Actually, it was about the time I was in this production that I first started noticing the biggest nits I’m picking with this film. None of them are solely the film’s fault – in fact, the film is a bit of an improvement, cutting three of the songs I liked least from the original stage show and adding a couple extra bits in. The whole thing, however, is an over-romanticized take on the life of the actual Von Trapp family; a singing family who emigrated from Austria just before the Second World War and made a name for themselves in the US.
A quick word about the actual Von Trapps – Maria did intend to be a nun, and did get sent as a governess to the house of Georg Von Trapp, an Austrian widower with seven children. The family also did flee Austria just before World War II. However – Maria and Georg married more out of convenience, with Maria regretting giving up the church for a while afterward. And when the Nazis took over Austria, the Von Trapps took advantage of Georg’s dual citizenship in Italy and took a train to Rome.

However – the famous stage duo Rogers & Hammerstein were not inspired by Maria Von Trapp’s memoir. Rather, they were inspired by a 1956 West German film which had itself been rather freely and romantically adapted from it – making Georg a cold disciplinarian saved by Maria’s joie de vivre, dialing up the kids’ cuteness, introducing a star-crossed-lovers subplot between the eldest Von Trapp daughter and a budding Nazi Youth member, and setting up a daring escape, sneaking out of their debut concert at a folk music festival and hiking over the Alps.
Rogers & Hammerstein wrote the musical for stage star Mary Martin – but Julie Andrews won the role for the film, based on her work in Mary Poppins (reportedly, director Robert Wise visited the Disney studios to watch a rough cut of Mary Poppins before it had even been released, and within five minutes was telling screenwriter Ernest Lehman “let’s go sign this girl right now before someone else sees this and grabs her”). Andrews very nearly turned the role down, feeling the story was a bit sentimental – but Wise convinced her by sharing some changes he was planning to make to the musical, and to Maria’s character. Christopher Plummer also had a hand in fleshing out Georg von Trapp’s character a bit (although he still was no fan of the film, calling it “The Sound of Mucus” when he was amongst friends).

Still, the film is a lot like the musical. The basic plot is all there, as are many of the “cute” things the kids say are the same (like how the youngest girl, Gretl, refers to the Nazi flag as “that flag with the big black spider on it”). And most of the songs are still there. …And it’s the songs that are the high point here – because let’s face it, they’re excellent, especially when it’s Julie Andrews singing them. And the film’s staging is an improvement on the musical’s – opening up the “Do-Re-Mi” number by sending the Von Trapps cavorting throughout the streets of Salzburg, giving Julie Andrews a vast mountaintop as her stage for “The Sound of Music”, and giving “Climb Ev’ry Mountain” a sweeping orchestral backup.
Literally the only mis-step I saw was the bizarre use of “How Do You Solve A Problem Like Maria?” as the processional march during Maria’s wedding to Georg – think about it, how is that a song a bride would want to hear as she marches down an aisle? But just before that is one of my favorite moments from the film – just after Maria has been dressed and prepped by her former convent sisters, they shepherd her through the convent gate and then close the door behind her, staying inside the convent themselves. And before Maria starts down the aisle, she pauses to look back, giving her old way of life one last look; but all of the nuns are there smiling at her through the gate encouragingly, so she turns away to move on into her new life. Even when I was a kid I found that moving.

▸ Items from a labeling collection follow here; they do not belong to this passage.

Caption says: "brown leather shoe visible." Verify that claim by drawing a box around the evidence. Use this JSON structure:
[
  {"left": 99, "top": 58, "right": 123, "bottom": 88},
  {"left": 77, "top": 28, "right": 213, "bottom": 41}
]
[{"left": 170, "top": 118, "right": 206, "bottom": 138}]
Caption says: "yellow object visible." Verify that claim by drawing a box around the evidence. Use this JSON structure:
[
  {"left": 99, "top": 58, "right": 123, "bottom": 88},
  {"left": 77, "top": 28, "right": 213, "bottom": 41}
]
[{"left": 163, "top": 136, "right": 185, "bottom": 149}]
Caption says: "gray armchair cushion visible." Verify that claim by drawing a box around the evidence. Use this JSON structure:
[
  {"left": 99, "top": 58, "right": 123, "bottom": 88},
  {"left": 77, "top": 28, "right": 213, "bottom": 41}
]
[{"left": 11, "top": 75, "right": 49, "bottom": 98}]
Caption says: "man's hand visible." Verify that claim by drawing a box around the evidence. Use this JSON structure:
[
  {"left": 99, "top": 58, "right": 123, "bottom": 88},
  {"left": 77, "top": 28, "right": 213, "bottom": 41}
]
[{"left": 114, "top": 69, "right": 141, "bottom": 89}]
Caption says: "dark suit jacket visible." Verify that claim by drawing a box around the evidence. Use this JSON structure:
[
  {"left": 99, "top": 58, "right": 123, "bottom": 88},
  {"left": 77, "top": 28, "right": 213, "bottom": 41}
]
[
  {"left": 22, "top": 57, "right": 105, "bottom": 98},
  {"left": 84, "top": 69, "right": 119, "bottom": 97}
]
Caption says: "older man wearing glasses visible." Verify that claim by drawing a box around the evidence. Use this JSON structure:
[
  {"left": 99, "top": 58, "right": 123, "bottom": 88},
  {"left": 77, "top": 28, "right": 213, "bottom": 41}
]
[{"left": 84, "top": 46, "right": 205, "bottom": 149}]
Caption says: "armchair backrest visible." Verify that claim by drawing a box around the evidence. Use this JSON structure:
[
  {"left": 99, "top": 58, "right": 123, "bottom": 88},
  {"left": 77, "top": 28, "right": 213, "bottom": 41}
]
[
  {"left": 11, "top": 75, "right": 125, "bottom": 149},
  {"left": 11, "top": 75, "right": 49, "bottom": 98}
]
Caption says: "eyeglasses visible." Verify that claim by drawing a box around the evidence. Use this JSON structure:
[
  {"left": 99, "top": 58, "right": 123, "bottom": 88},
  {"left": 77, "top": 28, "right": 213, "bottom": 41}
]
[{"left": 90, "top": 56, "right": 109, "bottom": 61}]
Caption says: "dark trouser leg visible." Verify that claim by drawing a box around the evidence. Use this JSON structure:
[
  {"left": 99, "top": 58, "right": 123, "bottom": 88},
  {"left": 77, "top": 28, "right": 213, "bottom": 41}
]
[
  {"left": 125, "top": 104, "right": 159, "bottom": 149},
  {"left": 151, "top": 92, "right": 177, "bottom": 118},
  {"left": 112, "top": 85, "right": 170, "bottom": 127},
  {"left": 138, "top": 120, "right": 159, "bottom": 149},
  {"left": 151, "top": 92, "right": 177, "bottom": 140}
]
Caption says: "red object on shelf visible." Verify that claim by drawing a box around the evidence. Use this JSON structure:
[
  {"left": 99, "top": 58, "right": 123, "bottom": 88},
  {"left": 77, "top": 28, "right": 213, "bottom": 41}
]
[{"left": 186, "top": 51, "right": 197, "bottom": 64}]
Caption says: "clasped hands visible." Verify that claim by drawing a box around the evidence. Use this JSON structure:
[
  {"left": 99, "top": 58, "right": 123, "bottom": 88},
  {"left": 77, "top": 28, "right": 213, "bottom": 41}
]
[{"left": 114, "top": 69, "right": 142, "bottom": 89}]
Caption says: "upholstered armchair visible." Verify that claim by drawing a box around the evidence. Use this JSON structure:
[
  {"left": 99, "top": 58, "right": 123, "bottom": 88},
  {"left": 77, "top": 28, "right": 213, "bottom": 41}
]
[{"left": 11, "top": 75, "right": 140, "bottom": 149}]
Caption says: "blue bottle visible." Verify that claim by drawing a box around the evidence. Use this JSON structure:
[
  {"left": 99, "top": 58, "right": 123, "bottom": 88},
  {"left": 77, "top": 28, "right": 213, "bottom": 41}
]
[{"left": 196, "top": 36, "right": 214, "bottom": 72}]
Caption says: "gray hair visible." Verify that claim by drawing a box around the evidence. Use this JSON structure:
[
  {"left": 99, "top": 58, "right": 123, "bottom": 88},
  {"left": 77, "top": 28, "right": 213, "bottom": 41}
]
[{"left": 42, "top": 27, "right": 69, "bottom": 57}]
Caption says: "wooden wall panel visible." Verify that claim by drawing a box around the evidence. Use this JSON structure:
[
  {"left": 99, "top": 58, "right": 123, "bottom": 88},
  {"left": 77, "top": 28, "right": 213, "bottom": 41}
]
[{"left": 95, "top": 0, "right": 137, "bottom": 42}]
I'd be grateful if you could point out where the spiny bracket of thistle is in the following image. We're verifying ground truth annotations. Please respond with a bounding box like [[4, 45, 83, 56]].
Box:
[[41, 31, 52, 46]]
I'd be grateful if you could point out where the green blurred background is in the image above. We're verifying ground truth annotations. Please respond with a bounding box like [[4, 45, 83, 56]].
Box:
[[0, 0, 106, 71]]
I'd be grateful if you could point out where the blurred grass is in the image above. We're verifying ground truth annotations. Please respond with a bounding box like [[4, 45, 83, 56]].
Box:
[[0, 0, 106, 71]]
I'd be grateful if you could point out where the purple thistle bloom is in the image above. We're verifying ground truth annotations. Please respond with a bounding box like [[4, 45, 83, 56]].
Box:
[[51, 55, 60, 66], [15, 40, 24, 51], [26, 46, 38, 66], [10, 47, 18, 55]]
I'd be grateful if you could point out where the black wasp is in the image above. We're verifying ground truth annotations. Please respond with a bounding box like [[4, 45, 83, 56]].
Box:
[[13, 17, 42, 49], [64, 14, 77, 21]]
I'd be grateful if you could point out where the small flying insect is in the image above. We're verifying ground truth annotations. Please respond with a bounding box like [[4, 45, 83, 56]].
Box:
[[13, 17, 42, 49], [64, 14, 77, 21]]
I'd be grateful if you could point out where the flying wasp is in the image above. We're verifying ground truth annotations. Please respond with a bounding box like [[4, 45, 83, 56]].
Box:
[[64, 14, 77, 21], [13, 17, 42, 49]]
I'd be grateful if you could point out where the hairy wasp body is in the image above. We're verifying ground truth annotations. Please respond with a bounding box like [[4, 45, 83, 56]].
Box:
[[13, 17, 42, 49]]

One last bit of trivia to end on – in 2015, the Academy Awards had a special salute to this film, which was then celebrating a 50th Anniversary. Julie Andrews was sadly not able to sing herself – a botched operation on her vocal cords in 1997 permanently damaged her singing voice. So the Academy went with a new talent – inviting Lady Gaga to sing for the tribute. At the time, Gaga was known primarily for avant-garde stunts like wearing dresses made of meat, so there were several eyebrows raised when she was introduced – but she pulled it off.